Update: On 20th September, South Africa police arrested 9 people, including 2 veterinarians, for their alleged role in a rhino poaching syndicate. Those arrested are due to appear in court on Wednesday.
Update: On 5th October 2010, a UK resident was jailed for 12 months following his attempt to smuggle rhino horn through Manchester Airport. The jailed man was en route to China, when the horn was discovered hidden in the false base of a sculpture. The horns had originated from a deceased animal that lived in Chester zoo.
20th September 2010—the unprecedented surge in rhino poaching in southern Africa is leading to a variety of responses to the crisis worldwide.
“The number of horns moving out of Africa is escalating, with poached horns able to move from the site of the kill to the global market in as little as 48 hours,” said Tom Milliken, Director of TRAFFIC East and Southern Africa.
“The resurgence in rhino horn trade is linked to the availability of cellular phones for rapid communication, internet marketing so that criminals remain anonymous and the growing presence of Asian organized crime in Africa.”
This year alone, around 200 animals have been poached in South Africa for their horns, with media reports of five animals killed in one nature reserve alone this past weekend.
In Europe, the UK Government last week announced a ban on the export of rhino horns except under exceptional circumstances; previously the export of antique horns was permissible.
The ban comes after evidence of antique rhino horn and horn products being legally imported from across Europe for re-sale in the UK. The horns are sold at auction houses and then re-exported, often to East Asia, where powdered rhino horn is in high demand for use in medicines, despite no proven clinical efficacy.

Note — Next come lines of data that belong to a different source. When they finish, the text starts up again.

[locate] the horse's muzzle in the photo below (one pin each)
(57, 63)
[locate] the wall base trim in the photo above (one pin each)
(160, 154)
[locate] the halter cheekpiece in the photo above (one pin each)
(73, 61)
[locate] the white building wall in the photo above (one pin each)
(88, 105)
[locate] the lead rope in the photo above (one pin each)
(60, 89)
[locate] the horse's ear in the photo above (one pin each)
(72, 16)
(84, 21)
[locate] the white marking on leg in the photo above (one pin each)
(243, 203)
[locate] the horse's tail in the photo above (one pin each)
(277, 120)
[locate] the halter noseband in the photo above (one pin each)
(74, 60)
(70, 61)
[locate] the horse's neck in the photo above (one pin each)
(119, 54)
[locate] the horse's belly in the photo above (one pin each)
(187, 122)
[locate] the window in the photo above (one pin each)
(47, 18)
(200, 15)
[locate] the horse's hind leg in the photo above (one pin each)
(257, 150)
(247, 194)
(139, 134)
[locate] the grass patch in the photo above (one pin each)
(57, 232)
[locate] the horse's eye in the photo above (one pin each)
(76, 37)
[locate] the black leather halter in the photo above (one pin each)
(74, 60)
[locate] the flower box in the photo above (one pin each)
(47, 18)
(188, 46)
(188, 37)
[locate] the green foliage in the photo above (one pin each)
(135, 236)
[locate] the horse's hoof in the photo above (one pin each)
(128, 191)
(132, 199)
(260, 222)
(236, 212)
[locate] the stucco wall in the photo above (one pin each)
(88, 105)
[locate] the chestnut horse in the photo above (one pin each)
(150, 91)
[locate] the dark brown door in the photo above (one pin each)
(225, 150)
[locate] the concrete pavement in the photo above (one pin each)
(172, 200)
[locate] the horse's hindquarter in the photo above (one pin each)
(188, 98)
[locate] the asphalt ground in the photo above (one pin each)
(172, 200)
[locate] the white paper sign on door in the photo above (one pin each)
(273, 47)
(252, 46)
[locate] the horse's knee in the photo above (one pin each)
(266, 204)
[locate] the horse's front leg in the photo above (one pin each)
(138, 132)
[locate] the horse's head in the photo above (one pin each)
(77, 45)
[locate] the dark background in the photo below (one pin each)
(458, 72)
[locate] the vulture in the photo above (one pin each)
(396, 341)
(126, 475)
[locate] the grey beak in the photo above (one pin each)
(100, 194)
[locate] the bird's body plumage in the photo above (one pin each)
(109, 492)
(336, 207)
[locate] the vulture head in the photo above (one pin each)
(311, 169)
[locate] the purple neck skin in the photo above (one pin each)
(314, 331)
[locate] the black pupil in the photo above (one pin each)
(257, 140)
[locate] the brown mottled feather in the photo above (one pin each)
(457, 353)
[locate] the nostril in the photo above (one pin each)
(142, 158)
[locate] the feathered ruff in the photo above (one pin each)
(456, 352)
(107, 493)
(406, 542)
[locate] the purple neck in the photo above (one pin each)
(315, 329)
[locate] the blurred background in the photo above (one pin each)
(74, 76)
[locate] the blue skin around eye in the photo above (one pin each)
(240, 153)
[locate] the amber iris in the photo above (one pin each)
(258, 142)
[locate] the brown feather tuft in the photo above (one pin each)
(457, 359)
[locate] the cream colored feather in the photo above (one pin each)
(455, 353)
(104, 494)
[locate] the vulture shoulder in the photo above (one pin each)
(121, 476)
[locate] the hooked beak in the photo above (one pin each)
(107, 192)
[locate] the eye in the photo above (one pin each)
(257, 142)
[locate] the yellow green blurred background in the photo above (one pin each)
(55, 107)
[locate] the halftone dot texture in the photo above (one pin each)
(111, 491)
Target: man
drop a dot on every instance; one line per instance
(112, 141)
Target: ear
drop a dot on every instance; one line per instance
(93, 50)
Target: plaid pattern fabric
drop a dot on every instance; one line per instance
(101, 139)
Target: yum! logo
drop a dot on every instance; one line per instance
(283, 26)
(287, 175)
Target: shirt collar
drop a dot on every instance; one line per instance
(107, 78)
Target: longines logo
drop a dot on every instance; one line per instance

Richard Benyon, UK Minister for the Natural Environment and Fisheries, said: “I am extremely concerned about the increase in the number of rhinoceros horn products being sold through UK auction houses. We believe this is providing a financial incentive for poachers and encouraging the use of rhinoceros horns in Asian medicine.
Following the UK’s announcement, government officials will be contacting all auction houses and major antique trade associations in the country to highlight the implications of trading rhino horn, and explain why most applications to export such items will be refused. The case will also be made to ensure a co-ordinated EU approach to the problem.
Earlier this month, WWF South Africa launched a campaign aimed at raising funds and support for those who place their lives on the line in the fight against rhino poaching.
“We’re asking people to take action during the month of September to help us protect our remaining rhino populations and also support our rhino warriors—the men and women at the frontline who risk their lives daily against sophisticated, ruthless and heavily-armed international criminal gangs who run the illegal rhino horn trade,” said Dr Joseph Okori, Head of WWF’s African Rhino Programme.
The month will culminate in “Make a Noise for Rhinos Day” on 22 September, when WWF asks everyone to dust off their vuvuzelas and make a noise.
Namibia has warned poachers to steer clear of its rhino populations.
“Poach a rhino in Namibia, and the blood of the people will be on your hands,” said Netumbo Nandi-Ndaitwah, Namibia’s Minister of Environment and Tourism, speaking at an awards ceremony for Ministry staff in Windhoek.
“You will not be poaching a State rhino, but will be stealing from our people, depriving whole communities of a livelihood.”
She noted that Nambia had one of the best track records in the world for arresting, prosecuting and convicting poachers, according to the Elephant Trade Information System, the global ivory trade monitoring system managed by TRAFFIC on behalf of Parties to CITES (the Convention on International Trade in Endangered Species of Wild Fauna and Flora).